Writing Experiment Rerun: gemma3:1b at 82.0% Fair+Good

This post is a follow-up to the earlier baseline write-up:

Writing Experiment: gemma3:1b vs qwen3:1.7b Quality Mix

The goal here is practical drafting throughput. I want to know whether gemma3:1b can produce a usable next sentence often enough to keep momentum when writing scene-by-scene.

Run summary

Run timestamp: February 25, 2026 (2026-02-25T02:27:32.328Z)
Model: gemma3:1b
Scope: 50 story cases, 2 samples per case (100 total outputs)
Main goal: maximize usable continuations (fair + good) for next-sentence drafting

Data

writing-experiment-2026-02-25T02-27-32-328Z.json

Main result: Fair+Good ratio

Quality Distribution (Rerun)

Quality	Count	Percent
Good	5 / 100	5.0%
Fair	77 / 100	77.0%
Bad	18 / 100	18.0%
Incoherent	0 / 100	0.0%
Fair + Good	82 / 100	82.0%

Primary decision metric in this rerun is Fair + Good (usable continuation sentence).
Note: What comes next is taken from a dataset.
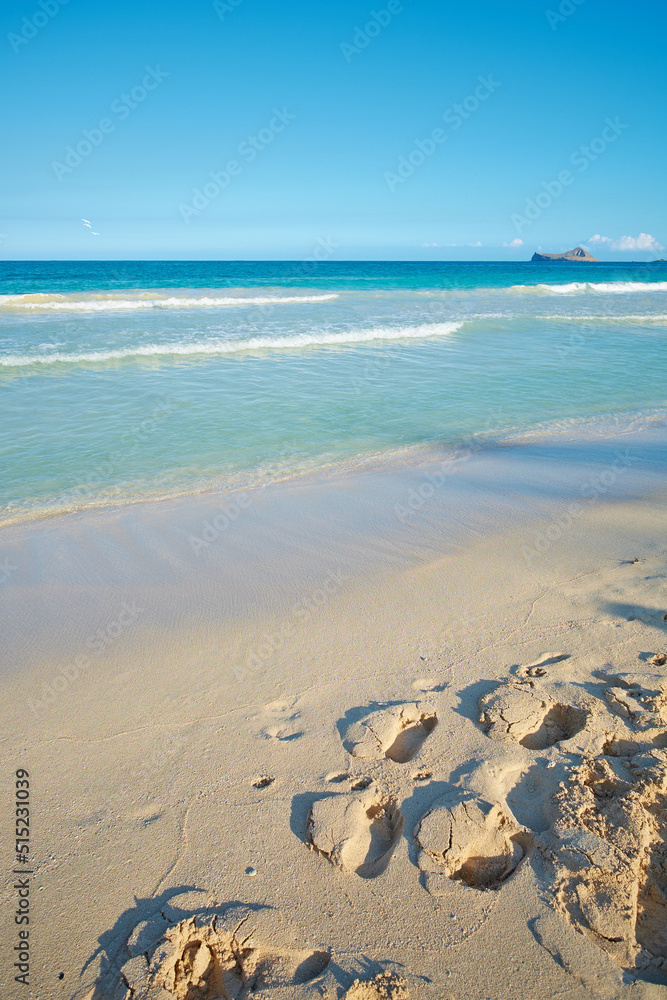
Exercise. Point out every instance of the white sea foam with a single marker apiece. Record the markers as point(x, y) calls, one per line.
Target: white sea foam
point(213, 347)
point(608, 287)
point(108, 303)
The decision threshold for this run is simple: if a generated sentence is fair or good, it is usable in draft flow. On that measure, this rerun lands at 82.0% usable.

Compared with the previous gemma3:1b run

Baseline vs Rerun

Run	Model	Good + Fair	Bad	One-Sentence Violations	One-Sentence Compliant
2026-02-23 baseline	gemma3:1b	7 / 24 (29.2%)	17 / 24 (70.8%)	15 / 24 (62.5%)	9 / 24 (37.5%)
2026-02-25 rerun	gemma3:1b	82 / 100 (82.0%)	18 / 100 (18.0%)	0 / 100 (0.0%)	100 / 100 (100.0%)
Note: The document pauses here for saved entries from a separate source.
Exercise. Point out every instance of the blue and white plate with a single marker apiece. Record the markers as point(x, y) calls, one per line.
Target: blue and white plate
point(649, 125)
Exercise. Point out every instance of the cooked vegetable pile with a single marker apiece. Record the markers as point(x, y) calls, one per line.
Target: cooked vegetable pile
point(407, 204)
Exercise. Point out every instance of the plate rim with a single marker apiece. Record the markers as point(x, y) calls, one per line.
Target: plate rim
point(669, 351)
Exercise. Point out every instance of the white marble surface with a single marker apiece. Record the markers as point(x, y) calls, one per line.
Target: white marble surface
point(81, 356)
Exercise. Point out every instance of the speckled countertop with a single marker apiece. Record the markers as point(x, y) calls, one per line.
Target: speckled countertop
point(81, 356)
Baseline is from the previous post and uses a smaller set; the prompt setup and scoring rubric were updated in this rerun.

Visual quality mix comparison (old first-sentence vs this rerun)

This chart compares:

Old run: 2026-02-23 gemma3:1b first-sentence quality mix
This run: 2026-02-25 gemma3:1b rerun quality mix

2026-02-23 (first sentence)

Good: 7 / 24 (29.2%)
Fair: 9 / 24 (37.5%)
Bad: 8 / 24 (33.3%)

2026-02-25 rerun

Good: 5 / 100 (5.0%)
Fair: 77 / 100 (77.0%)
Bad: 18 / 100 (18.0%)

Legend

Good = definitely should be used in the story Fair = could be used in the story Bad = definitely should not be used in the story

The baseline reference is the post linked above. This rerun expands the test suite and updates scoring, so the comparison is directional, not perfectly apples-to-apples. The deltas are still large enough to be meaningful for workflow planning:

fair+good: 29.2% -> 82.0% (+52.8 points)
bad: 70.8% -> 18.0% (-52.8 points)
one-sentence violations: 62.5% -> 0.0% (-62.5 points)
one-sentence compliance: 37.5% -> 100.0% (+62.5 points)

Case-level reliability (2 shots per scene)

Case-Level Usability

Case-Level Outcome (2 samples per case)	Count	Percent
At least 1 Fair/Good sentence	44 / 50	88.0%
Both sentences Fair/Good	38 / 50	76.0%
Exactly 1 Fair/Good sentence	6 / 50	12.0%
No usable sentence (both bad)	6 / 50	12.0%

This is the practical reliability view for writing flow when generating two options per scene.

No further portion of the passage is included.